No event in the 20th century has inspired American culture and media more than World War II. It’s a

constant source for stories of survival, brotherhood and victory. It’s remembered as time when America threw its weight into a war and won. WWII narratives have spawned novels, memoirs plays, movies, video games and not one but two HBO miniseries. None have ever peaked my interest as much as the story behind Unbroken.

Zamperini ran for USC in the 1930’s

One of the interesting experiences I had with this book is that even though I knew Zamperini was still alive when this book came out, I was so nervous he wasn’t going to make it through all of the trials. I found myself looking up dates so I would know when he would get out of certain situations. It also doesn’t help that there isn’t a lot about his crewmates, so I had to go Googling for their fates before I could finish reading.

Needless to say this has to be one of the most brutal reads I’ve ever read. And it’s not all from horrible treatment of the Americans at the POW camps and descriptions of their days lost at sea. When Louis is stationed in Hawaii he witnesses a lot of his fellow Airmen go out on missions and just never come back. The Air Force was making these planes so fast and really had no idea what they were doing and they would crash all the time. And this is the Pacific Ocean, so there are a lot of sharks.
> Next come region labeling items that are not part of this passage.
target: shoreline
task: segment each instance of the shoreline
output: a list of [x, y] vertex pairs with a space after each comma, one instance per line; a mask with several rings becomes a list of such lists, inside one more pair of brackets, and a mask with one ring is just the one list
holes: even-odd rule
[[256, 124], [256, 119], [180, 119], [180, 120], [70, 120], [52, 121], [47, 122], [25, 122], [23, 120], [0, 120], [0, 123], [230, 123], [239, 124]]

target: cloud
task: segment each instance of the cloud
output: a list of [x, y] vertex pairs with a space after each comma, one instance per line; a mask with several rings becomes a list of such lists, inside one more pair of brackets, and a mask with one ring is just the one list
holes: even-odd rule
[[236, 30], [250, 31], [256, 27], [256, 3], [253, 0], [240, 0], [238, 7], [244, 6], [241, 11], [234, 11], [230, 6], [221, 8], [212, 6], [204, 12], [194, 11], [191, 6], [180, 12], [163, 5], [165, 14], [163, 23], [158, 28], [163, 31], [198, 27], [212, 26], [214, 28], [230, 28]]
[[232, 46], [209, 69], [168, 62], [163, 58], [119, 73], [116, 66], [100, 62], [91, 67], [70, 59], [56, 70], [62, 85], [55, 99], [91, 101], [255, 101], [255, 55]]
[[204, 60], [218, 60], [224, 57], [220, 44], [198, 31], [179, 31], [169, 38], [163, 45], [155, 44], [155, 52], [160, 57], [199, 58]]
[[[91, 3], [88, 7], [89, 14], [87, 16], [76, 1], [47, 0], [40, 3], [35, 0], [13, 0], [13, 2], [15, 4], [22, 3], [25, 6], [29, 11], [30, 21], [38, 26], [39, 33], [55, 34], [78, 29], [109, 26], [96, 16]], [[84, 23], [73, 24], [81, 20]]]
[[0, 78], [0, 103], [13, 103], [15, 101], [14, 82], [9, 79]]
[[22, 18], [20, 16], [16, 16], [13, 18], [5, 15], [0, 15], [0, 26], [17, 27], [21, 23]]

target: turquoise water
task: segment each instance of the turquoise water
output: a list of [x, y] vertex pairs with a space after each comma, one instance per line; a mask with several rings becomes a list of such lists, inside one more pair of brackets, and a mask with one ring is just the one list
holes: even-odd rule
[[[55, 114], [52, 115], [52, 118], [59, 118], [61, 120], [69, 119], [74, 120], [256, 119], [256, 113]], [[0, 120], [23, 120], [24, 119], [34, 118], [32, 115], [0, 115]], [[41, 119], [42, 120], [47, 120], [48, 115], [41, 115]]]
I learned a lot about World War II from Unbroken. I feel like in school we learn a lot about the European side of the war and less about what was going on in the Pacific. I would be interested in reading more. (I startedHiroshima by John Hersey) This is an American  book so it may have its own biases. Hillenbrand not only tells Zamperini’s story, but gives the entire context of the war so you begin to understand things like why exactly they dropped the atomic bomb.

 Zamperini and Jolie who is directing the film version

The narrator, Edward Herrmann was great, he kind of sounded like someone on the History Channel which worked for this book. Also, in the POW camp there are prisoners from different countries and he does the accents really well. I think Unbroken works especially well on audio because then you can hear all the Japanese pronunciations.

This book really had everything; reality,  inspiration, romance and even humor which I always appreciate. Some of the shenanigans and pranks Zamperini and his crew members get into when they are stationed in Hawaii are hilarious. Hillenbrand weaves everything to create a fully formed and honest narrative, I can see why this book has  been a New York Times Bestseller for four years !

I think this book might get a little more of a media boost with Angelina Jolie directing the film which is set  coming out this holiday season. I feel like this movie is going to be so good (Oscar ??), so I’m totally going to see it in theaters.  I feel weird saying this about a true story, but this trailer gave me the feels. Watch it !

 

I see there is a YA version of this book…I’m curious how this differs from the original.